Texts (religious and non-religious, old and new, including blogs on the net) produced in the Muslim world and elsewhere can have this:

فداك نفسي يا رسول الله

Usually rendered into English as:

May I be sacrificed / ransomed for you O’ Prophet (of God)! 

Some go further: 

فداك والله أبى وأمى ودمى وكل ما أملك يا رسول الله​ By God, may my parents, my blood and all that I own be sacrificed / be your ransom O’ Prophet (of God)! 


… and _we_ use this: فداك روحي*= *May my soul (I) be sacrificed / ransomed for you! 

Here the word _ransom_ harks back to the primary meaning implied in the verb فَدَی (= to redeem / ransom) and as it is seen in this Quranic verse:


إِنَّ هَـٰذَا لَهُوَ ٱلۡبَلَـٰٓؤُاْ ٱلۡمُبِينُ ﻿​ وَفَدَيۡنَـٰهُ بِذِبۡحٍ عَظِيمٍ۬ ﻿​ سُوۡرَةُ الصَّافات١٠٦ -١٠٧

For this was obviously a trial― (37:106) And We ransomed him with a momentous sacrifice: (37:107).
[Yusuf Ali trans.]

A reference to the Biblical story, as related in the Quran, of the act Abraham was preparing for, i.e. sacrifice his son. But then the latter was “ransomed” by God with the appearance of a ram. 

… and just to clarify Cherine,



cherine said:


> ...I don't think "ransom" is a very accurate translation, because it's mainly -if not only- used in kidnapping-related contexts. No?


 As far as the current / popular usage goes, you are quite right! But I think in older literary texts you do find this translation. The alternative is _redeem_. You see that too.


----------



## Ghabi

Wadi Hanifa said:


> Well no one likes to lose a car, but I'm sure many parents would rather lose many cars before losing a child.  Besides, there is liability insurance nowadays.





cherine said:


> Actually cars in Egypt are more expensive than in their countries of origin, for reason of exportation fees and taxes. But still, any normal father would rather see his car wrecked than his son/daughter hurt. No?

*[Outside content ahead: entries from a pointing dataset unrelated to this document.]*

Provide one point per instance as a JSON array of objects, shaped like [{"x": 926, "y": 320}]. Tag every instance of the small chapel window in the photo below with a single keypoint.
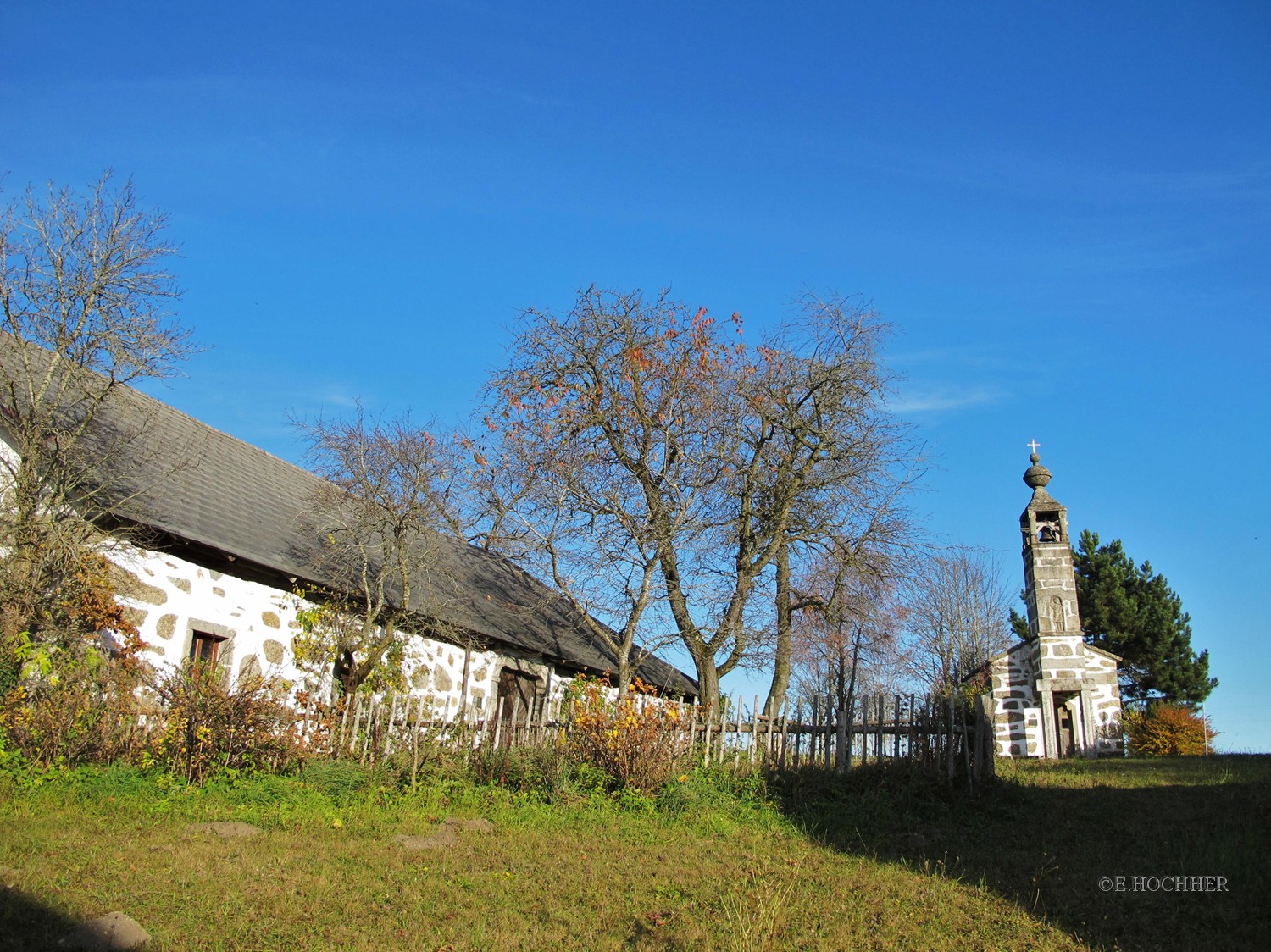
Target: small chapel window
[
  {"x": 1047, "y": 528},
  {"x": 205, "y": 646}
]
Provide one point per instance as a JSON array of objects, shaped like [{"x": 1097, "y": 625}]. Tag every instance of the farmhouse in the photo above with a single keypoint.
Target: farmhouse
[
  {"x": 213, "y": 547},
  {"x": 1054, "y": 695}
]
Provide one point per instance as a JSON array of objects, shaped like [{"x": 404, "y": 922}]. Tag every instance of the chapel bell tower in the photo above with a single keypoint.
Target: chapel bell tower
[
  {"x": 1054, "y": 622},
  {"x": 1054, "y": 695},
  {"x": 1050, "y": 584}
]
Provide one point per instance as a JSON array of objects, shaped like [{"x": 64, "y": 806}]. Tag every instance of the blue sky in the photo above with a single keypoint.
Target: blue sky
[{"x": 1063, "y": 208}]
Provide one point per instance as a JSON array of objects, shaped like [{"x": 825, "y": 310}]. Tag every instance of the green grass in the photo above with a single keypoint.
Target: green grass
[{"x": 884, "y": 860}]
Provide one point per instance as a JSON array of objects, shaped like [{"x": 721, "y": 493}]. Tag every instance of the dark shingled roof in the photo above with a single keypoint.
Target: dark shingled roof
[{"x": 214, "y": 496}]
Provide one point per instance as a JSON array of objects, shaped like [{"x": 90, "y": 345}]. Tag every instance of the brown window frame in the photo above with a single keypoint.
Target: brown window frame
[{"x": 205, "y": 646}]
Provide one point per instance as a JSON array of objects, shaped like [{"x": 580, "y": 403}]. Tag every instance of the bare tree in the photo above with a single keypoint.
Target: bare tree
[
  {"x": 693, "y": 454},
  {"x": 630, "y": 401},
  {"x": 828, "y": 467},
  {"x": 956, "y": 617},
  {"x": 383, "y": 519},
  {"x": 86, "y": 290},
  {"x": 844, "y": 639}
]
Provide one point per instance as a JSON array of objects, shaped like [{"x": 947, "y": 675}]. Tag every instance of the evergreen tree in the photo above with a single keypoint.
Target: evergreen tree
[{"x": 1134, "y": 613}]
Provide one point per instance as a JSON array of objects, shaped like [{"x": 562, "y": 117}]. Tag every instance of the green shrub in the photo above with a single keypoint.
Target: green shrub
[
  {"x": 210, "y": 728},
  {"x": 73, "y": 706}
]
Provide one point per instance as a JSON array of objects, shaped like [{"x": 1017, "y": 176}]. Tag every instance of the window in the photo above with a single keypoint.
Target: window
[{"x": 203, "y": 646}]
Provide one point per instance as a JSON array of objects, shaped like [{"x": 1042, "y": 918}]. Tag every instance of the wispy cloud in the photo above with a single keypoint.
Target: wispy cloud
[{"x": 942, "y": 399}]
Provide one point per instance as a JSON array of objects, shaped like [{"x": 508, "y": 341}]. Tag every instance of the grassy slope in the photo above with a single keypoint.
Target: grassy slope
[{"x": 891, "y": 862}]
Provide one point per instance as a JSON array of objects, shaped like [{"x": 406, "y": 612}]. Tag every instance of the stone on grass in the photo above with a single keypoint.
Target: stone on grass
[
  {"x": 478, "y": 825},
  {"x": 109, "y": 932},
  {"x": 225, "y": 830},
  {"x": 441, "y": 839}
]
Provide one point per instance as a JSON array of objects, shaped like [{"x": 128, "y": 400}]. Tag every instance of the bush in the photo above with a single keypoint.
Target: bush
[
  {"x": 1167, "y": 730},
  {"x": 208, "y": 728},
  {"x": 636, "y": 741},
  {"x": 73, "y": 706}
]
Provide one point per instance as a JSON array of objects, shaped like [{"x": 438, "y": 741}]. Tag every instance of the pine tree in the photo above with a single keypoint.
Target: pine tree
[{"x": 1134, "y": 613}]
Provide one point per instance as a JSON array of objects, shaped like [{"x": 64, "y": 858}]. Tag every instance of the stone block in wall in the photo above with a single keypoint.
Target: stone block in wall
[
  {"x": 441, "y": 679},
  {"x": 165, "y": 627},
  {"x": 130, "y": 586}
]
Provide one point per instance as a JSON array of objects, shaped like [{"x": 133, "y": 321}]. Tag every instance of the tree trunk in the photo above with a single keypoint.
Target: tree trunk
[{"x": 785, "y": 634}]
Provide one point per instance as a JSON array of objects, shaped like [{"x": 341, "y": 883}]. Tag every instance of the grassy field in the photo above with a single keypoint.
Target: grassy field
[{"x": 884, "y": 860}]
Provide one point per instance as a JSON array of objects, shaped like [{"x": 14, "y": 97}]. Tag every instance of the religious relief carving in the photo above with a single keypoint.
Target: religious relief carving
[{"x": 1057, "y": 613}]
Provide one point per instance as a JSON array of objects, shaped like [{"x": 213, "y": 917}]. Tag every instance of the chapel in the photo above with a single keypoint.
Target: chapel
[{"x": 1054, "y": 695}]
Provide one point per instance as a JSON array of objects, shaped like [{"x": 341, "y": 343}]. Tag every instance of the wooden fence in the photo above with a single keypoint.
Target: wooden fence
[{"x": 956, "y": 736}]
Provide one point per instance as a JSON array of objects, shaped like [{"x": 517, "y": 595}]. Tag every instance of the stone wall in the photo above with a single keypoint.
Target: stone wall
[{"x": 170, "y": 601}]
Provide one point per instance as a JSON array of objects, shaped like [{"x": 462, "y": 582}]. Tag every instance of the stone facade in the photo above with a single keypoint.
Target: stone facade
[
  {"x": 1054, "y": 695},
  {"x": 175, "y": 604}
]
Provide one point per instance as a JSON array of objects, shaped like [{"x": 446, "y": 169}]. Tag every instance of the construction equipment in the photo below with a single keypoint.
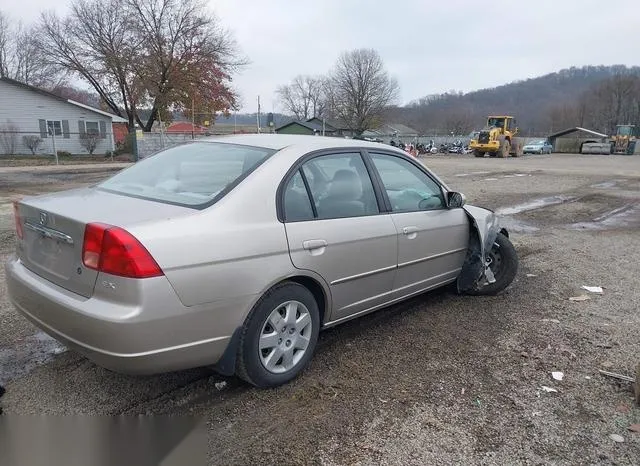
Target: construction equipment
[
  {"x": 497, "y": 138},
  {"x": 624, "y": 142}
]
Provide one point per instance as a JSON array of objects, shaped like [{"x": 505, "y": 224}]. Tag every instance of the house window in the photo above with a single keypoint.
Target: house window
[
  {"x": 54, "y": 127},
  {"x": 92, "y": 127}
]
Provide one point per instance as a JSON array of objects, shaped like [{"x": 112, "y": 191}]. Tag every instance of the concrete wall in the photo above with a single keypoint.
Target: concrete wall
[
  {"x": 25, "y": 109},
  {"x": 150, "y": 143}
]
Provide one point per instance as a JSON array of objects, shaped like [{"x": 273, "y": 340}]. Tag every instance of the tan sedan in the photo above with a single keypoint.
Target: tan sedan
[{"x": 237, "y": 251}]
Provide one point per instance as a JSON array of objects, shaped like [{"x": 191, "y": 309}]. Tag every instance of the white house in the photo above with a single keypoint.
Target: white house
[{"x": 28, "y": 113}]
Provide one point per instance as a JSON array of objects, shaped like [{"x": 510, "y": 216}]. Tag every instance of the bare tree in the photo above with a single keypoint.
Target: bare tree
[
  {"x": 32, "y": 143},
  {"x": 89, "y": 141},
  {"x": 5, "y": 44},
  {"x": 9, "y": 138},
  {"x": 359, "y": 89},
  {"x": 304, "y": 97},
  {"x": 162, "y": 54}
]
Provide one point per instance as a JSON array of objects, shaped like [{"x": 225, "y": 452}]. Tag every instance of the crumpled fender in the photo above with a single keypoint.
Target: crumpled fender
[{"x": 475, "y": 272}]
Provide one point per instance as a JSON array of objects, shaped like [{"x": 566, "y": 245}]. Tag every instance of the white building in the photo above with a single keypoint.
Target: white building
[{"x": 30, "y": 112}]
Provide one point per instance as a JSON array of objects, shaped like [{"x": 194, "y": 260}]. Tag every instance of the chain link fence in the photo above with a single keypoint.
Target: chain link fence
[{"x": 56, "y": 142}]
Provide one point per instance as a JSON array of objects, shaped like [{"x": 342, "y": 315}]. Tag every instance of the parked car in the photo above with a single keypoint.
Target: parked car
[
  {"x": 538, "y": 147},
  {"x": 236, "y": 251}
]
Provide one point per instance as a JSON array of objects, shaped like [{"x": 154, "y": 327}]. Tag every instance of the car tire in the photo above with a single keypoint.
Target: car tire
[
  {"x": 504, "y": 266},
  {"x": 271, "y": 322}
]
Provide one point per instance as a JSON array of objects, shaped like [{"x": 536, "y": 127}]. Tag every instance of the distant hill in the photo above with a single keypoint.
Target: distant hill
[{"x": 534, "y": 102}]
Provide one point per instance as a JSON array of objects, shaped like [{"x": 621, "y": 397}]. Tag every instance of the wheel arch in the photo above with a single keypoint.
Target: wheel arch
[{"x": 317, "y": 290}]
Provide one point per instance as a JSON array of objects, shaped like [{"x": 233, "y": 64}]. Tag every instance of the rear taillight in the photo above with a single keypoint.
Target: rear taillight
[
  {"x": 115, "y": 251},
  {"x": 16, "y": 216}
]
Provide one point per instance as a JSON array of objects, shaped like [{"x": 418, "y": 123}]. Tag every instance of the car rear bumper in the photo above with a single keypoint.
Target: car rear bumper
[{"x": 156, "y": 334}]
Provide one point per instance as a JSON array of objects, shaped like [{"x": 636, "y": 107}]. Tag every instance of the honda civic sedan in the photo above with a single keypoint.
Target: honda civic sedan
[{"x": 236, "y": 251}]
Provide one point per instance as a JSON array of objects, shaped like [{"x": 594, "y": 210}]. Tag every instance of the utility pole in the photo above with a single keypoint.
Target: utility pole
[
  {"x": 193, "y": 117},
  {"x": 258, "y": 114},
  {"x": 52, "y": 131}
]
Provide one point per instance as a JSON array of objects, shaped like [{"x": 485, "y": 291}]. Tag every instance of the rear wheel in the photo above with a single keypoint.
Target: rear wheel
[
  {"x": 279, "y": 337},
  {"x": 503, "y": 262}
]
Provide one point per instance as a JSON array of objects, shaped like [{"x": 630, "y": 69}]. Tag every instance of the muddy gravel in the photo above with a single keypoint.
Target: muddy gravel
[{"x": 440, "y": 379}]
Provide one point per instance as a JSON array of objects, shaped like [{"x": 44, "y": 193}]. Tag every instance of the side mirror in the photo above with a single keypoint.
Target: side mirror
[{"x": 455, "y": 200}]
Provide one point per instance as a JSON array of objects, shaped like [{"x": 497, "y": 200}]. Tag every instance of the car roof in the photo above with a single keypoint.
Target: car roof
[{"x": 305, "y": 143}]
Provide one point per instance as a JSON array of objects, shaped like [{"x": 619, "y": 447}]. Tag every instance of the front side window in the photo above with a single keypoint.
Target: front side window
[
  {"x": 340, "y": 186},
  {"x": 193, "y": 175},
  {"x": 409, "y": 189},
  {"x": 54, "y": 127}
]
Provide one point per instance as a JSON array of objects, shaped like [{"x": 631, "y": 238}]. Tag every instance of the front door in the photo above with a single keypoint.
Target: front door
[
  {"x": 432, "y": 239},
  {"x": 335, "y": 228}
]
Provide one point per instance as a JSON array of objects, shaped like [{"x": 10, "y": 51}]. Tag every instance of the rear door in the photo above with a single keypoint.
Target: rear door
[
  {"x": 335, "y": 228},
  {"x": 432, "y": 239}
]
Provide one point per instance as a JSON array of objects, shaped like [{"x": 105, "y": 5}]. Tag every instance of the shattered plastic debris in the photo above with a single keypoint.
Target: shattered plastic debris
[
  {"x": 582, "y": 297},
  {"x": 616, "y": 438},
  {"x": 592, "y": 289},
  {"x": 221, "y": 385}
]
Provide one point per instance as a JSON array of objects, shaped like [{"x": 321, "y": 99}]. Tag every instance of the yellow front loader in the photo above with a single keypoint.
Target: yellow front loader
[
  {"x": 624, "y": 142},
  {"x": 498, "y": 138}
]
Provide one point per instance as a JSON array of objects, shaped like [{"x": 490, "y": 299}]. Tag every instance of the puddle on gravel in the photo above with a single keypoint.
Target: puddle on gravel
[
  {"x": 27, "y": 354},
  {"x": 535, "y": 204},
  {"x": 612, "y": 184},
  {"x": 517, "y": 226},
  {"x": 622, "y": 217}
]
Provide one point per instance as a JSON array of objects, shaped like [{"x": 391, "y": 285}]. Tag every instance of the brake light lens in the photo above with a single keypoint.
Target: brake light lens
[
  {"x": 18, "y": 219},
  {"x": 115, "y": 251}
]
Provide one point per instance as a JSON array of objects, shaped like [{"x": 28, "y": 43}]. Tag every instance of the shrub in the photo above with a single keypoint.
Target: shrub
[
  {"x": 32, "y": 143},
  {"x": 9, "y": 138},
  {"x": 89, "y": 141}
]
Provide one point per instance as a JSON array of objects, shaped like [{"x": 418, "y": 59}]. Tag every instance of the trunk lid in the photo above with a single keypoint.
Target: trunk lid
[{"x": 54, "y": 225}]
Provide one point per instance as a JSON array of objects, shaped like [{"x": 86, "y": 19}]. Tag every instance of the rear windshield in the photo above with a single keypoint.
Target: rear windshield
[{"x": 193, "y": 175}]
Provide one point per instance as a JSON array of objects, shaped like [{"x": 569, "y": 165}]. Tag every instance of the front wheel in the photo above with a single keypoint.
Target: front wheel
[
  {"x": 503, "y": 262},
  {"x": 279, "y": 336}
]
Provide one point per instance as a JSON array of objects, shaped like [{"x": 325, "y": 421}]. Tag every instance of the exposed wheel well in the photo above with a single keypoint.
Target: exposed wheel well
[{"x": 316, "y": 290}]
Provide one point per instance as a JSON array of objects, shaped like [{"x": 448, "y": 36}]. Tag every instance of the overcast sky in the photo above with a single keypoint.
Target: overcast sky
[{"x": 429, "y": 47}]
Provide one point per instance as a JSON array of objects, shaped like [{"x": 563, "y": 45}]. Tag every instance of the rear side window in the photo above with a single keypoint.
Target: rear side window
[
  {"x": 192, "y": 175},
  {"x": 297, "y": 206},
  {"x": 408, "y": 188},
  {"x": 339, "y": 185}
]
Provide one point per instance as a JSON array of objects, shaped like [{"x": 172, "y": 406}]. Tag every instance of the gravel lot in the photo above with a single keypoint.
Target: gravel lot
[{"x": 439, "y": 379}]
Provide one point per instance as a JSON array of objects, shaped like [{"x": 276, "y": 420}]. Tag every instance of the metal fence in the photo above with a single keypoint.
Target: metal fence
[{"x": 56, "y": 142}]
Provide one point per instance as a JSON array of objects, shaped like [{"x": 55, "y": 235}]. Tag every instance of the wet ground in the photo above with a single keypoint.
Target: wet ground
[{"x": 440, "y": 379}]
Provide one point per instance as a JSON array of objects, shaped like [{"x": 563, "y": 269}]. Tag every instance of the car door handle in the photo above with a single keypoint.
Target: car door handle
[
  {"x": 312, "y": 244},
  {"x": 409, "y": 230}
]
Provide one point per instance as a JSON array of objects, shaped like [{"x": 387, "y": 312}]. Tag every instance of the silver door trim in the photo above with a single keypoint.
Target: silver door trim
[
  {"x": 363, "y": 275},
  {"x": 49, "y": 232},
  {"x": 428, "y": 258},
  {"x": 390, "y": 302}
]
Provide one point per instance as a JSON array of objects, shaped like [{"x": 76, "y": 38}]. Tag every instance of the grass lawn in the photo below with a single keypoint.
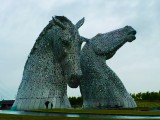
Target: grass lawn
[
  {"x": 148, "y": 103},
  {"x": 143, "y": 109},
  {"x": 28, "y": 117}
]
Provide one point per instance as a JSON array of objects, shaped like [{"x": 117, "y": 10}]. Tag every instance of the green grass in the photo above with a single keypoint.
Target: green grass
[
  {"x": 143, "y": 109},
  {"x": 28, "y": 117},
  {"x": 140, "y": 111},
  {"x": 148, "y": 103}
]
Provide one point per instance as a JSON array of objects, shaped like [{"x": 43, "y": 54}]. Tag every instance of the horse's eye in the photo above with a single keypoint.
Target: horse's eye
[{"x": 65, "y": 43}]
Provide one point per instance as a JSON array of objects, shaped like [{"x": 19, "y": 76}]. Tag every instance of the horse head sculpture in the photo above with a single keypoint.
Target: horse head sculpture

Why, of course ... it's just that, you know, it sounds too affectionate to my Chinese ears. I can't imagine my father saying that (in Chinese culture the father is supposed to play the "bad guy" anyway). But I can imagine grandparents saying things like these. أعز الولد ولد الولد 



Faylasoof said:


> A reference to the Biblical story, as related in the Quran, of the act Abraham was preparing for, i.e. sacrifice his son. But then the latter was “ransomed” by God with the appearance of a ram.


That's an illuminating example!


----------